本発明は、例えば以下の実施形態を包含する:
[実施形態1]寄託番号KCTC14231BPを有するフィーカリバクテリウムプラウスニッツィ(Faecalibacterium prausnitzii)KBL1027菌株。
[実施形態2]前記菌株は、配列番号4で表される16S rRNA配列を有することを特徴とするものである、実施形態1に記載の菌株。
[実施形態3]前記菌株は、細胞外多糖類を生産するものである、実施形態1に記載の菌株。

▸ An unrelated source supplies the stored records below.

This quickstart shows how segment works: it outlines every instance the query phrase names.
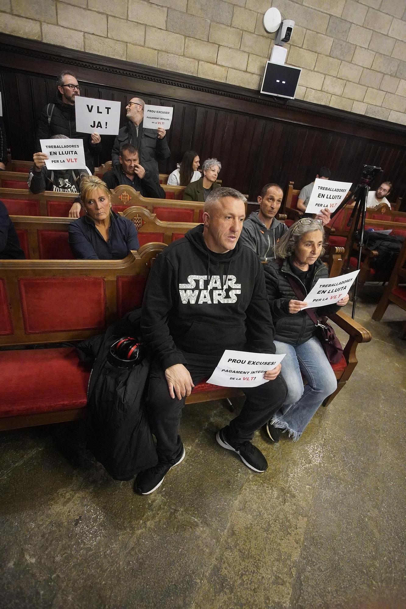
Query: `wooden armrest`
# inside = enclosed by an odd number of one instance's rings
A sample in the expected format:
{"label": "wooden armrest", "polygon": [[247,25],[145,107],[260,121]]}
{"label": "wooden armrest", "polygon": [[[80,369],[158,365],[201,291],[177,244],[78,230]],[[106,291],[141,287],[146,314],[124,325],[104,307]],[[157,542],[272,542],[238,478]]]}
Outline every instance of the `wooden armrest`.
{"label": "wooden armrest", "polygon": [[372,340],[372,334],[369,330],[361,326],[358,322],[351,319],[349,315],[344,311],[338,311],[337,313],[332,313],[329,315],[332,322],[346,332],[350,336],[355,339],[357,342],[369,342]]}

[実施形態4]前記菌株は、細胞壁およびカプセル機能遺伝子を含むものである、実施形態1に記載の菌株。
[実施形態5]前記細胞壁およびカプセル機能遺伝子は、エキソポリサッカライド生合成(exopolysaccharide biosynthesis)またはラムノース包含グリカン(rhamnose containing glycans)の機能を果たすものである、実施形態4に記載の菌株。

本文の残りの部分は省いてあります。